- Drugs
- Tuesday, 17 Dec 2019
Roche and Spark announce All antitrust approvals required to close the transaction received
Roche (SIX: RO, ROG; OTCQX: RHHBY) and Spark Therapeutics, Inc. (NASDAQ: ONCE) (“Spark”) announced that the Federal Trade Commission closed its investigation and granted unconditional clearance and termination of the waiting period under the Hart-Scott-Rodino Antitrust Improvements Act of 1976 (“HSR Act”) in connection with Roche’s pending acquisition of Spark pursuant to its previously announced tender offer to purchase all of the outstanding shares of common stock (the “Shares”) of Spark for USD 114.50 per Share, net to the seller thereof in cash, without interest and subject to any withholding taxes required by applicable law and upon the terms and subject to the conditions set forth in the Offer to Purchase dated March 7, 2019 (as it may be amended and supplemented from time to time, the “Offer”).

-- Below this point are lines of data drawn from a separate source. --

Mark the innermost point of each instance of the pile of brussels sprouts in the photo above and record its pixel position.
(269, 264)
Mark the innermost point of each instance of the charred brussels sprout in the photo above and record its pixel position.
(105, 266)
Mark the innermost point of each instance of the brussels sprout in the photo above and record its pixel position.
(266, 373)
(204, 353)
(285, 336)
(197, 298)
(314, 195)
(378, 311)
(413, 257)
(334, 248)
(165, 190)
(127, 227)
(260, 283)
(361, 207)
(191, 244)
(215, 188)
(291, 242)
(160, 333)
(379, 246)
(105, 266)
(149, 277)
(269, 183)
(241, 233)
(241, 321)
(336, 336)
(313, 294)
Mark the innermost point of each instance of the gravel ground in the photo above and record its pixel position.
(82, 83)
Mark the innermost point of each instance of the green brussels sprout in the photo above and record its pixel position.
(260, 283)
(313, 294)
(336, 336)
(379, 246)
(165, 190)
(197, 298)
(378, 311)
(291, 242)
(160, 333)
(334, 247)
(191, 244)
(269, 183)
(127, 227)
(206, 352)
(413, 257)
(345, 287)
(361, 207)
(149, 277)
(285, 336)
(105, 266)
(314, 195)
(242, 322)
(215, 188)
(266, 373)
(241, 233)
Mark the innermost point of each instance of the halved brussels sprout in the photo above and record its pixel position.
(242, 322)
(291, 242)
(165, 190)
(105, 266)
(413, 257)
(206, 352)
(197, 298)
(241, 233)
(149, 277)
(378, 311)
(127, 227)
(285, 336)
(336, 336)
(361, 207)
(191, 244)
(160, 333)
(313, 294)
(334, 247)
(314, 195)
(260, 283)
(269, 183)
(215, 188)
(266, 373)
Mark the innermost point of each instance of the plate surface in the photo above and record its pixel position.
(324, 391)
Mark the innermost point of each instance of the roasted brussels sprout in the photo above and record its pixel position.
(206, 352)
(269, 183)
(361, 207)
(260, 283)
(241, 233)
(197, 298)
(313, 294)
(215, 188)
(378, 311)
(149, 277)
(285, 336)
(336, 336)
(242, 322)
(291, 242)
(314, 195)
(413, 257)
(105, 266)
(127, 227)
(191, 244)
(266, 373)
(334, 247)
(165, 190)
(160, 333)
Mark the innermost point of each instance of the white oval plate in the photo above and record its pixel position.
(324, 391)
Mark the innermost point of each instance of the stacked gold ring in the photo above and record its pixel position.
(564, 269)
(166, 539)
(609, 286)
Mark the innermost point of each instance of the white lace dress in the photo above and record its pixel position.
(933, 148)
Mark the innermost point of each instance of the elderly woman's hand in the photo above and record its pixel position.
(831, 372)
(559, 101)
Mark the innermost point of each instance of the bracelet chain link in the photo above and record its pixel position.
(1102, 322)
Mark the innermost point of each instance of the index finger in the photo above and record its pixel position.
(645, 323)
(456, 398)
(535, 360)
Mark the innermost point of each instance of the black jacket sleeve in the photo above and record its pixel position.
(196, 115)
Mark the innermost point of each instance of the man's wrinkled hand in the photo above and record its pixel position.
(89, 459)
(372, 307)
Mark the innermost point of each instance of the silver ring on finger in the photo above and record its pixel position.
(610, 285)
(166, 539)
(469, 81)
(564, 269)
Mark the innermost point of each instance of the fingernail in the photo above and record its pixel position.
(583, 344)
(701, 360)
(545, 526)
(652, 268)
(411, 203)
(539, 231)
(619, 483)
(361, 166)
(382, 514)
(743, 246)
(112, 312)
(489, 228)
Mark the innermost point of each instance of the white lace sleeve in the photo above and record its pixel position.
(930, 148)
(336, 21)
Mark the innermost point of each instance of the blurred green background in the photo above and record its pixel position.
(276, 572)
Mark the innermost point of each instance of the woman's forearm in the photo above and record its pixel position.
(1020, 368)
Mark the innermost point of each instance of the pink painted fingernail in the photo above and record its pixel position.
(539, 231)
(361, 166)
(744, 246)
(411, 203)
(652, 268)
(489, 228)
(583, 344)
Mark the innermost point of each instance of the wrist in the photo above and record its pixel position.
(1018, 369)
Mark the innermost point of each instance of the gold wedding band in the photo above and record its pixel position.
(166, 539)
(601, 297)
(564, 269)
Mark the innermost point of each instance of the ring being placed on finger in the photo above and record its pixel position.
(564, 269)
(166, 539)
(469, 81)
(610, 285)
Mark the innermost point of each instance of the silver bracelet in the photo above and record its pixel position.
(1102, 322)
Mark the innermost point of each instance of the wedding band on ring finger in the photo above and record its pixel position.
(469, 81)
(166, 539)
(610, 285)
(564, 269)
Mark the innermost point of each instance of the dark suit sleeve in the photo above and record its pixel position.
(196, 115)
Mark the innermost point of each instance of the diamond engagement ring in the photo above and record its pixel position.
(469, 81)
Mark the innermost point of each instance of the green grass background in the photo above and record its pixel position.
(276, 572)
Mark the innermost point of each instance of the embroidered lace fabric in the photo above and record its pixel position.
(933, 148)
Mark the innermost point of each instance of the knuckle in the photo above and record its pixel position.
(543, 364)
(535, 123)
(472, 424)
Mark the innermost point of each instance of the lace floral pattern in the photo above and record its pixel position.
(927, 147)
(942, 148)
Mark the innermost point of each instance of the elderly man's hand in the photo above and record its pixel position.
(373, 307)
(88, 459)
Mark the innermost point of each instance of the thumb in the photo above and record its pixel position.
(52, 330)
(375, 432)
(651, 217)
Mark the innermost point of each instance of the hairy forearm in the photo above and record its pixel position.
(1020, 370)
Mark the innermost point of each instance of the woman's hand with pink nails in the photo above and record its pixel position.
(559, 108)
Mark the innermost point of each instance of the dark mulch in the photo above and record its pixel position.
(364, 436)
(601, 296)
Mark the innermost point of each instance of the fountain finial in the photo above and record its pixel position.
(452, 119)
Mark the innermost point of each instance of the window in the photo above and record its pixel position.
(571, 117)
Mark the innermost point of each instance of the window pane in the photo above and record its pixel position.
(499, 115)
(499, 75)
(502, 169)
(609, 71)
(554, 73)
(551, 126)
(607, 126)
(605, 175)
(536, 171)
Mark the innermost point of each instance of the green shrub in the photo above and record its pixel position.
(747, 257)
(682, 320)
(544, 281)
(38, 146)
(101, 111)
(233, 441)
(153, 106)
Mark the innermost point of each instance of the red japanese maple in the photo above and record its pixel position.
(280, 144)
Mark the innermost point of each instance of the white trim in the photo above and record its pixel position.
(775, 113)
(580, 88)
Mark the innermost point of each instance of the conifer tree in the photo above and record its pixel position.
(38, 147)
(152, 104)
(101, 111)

As a result, the condition to the Offer with respect to the expiration or termination of any applicable waiting period under the HSR Act has been satisfied and all antitrust approvals required to complete the Offer have now been received.
The offering period of the Offer is scheduled to expire at 5:00 p.m., New York City time, on Monday, December 16, 2019, unless it is extended further under the circumstances set forth in the Agreement and Plan of Merger, dated as of February 22, 2019, by and among Roche Holdings, Inc., 022019 Merger Subsidiary, Inc., and Spark.
Closing of the tender offer is conditioned upon customary closing conditions, including there being validly tendered and received, and not validly withdrawn, a majority of the outstanding Spark Shares.